Oficina voltada à proteção da infância na COP 30 reúne Poder Público, Sistema de Justiça, Segurança Pública, organismos internacionais e sociedade civil
MPT foi um dos convidados a integrar estratégias para assegurar os direitos das crianças e dos adolescentes durante o mais importante evento climático global.

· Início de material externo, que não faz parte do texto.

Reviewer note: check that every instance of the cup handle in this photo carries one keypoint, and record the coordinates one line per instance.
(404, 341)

Nos dias 21 e 22 de agosto, é realizada, em Belém, a Oficina de Construção da Matriz de Responsabilidades para a Proteção Integral de Crianças e Adolescentes no Contexto da Conferência das Nações Unidas sobre as Mudanças Climáticas de 2025 (COP 30). A iniciativa é organizada pelo Ministério dos Direitos Humanos e da Cidadania (MDHC), pela Faculdade Latino-Americana de Ciências Sociais e pela Universidade de Brasília, por meio da Fundação de Apoio à Pesquisa.

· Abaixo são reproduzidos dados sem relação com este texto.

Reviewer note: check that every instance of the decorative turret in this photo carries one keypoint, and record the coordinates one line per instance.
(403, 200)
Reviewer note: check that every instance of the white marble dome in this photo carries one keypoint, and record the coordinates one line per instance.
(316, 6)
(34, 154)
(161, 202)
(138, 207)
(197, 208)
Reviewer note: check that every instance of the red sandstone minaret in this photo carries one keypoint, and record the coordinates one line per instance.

O Ministério Público do Trabalho (MPT) foi uma das instituições convidadas a integrar a ação, representado pela procuradora-chefe no Pará e Amapá (MPT PA-AP) Rejane Alves, que também é coordenadora regional da Coordenadoria de Combate à Exploração do Trabalho da Criança e do Adolescente (Coordinfância). O objetivo da oficina é a criação conjunta de uma matriz que assegure a proteção de crianças e adolescentes ao longo da COP 30, na capital paraense, a partir de um plano continuamente acompanhado até a realização do evento, em novembro.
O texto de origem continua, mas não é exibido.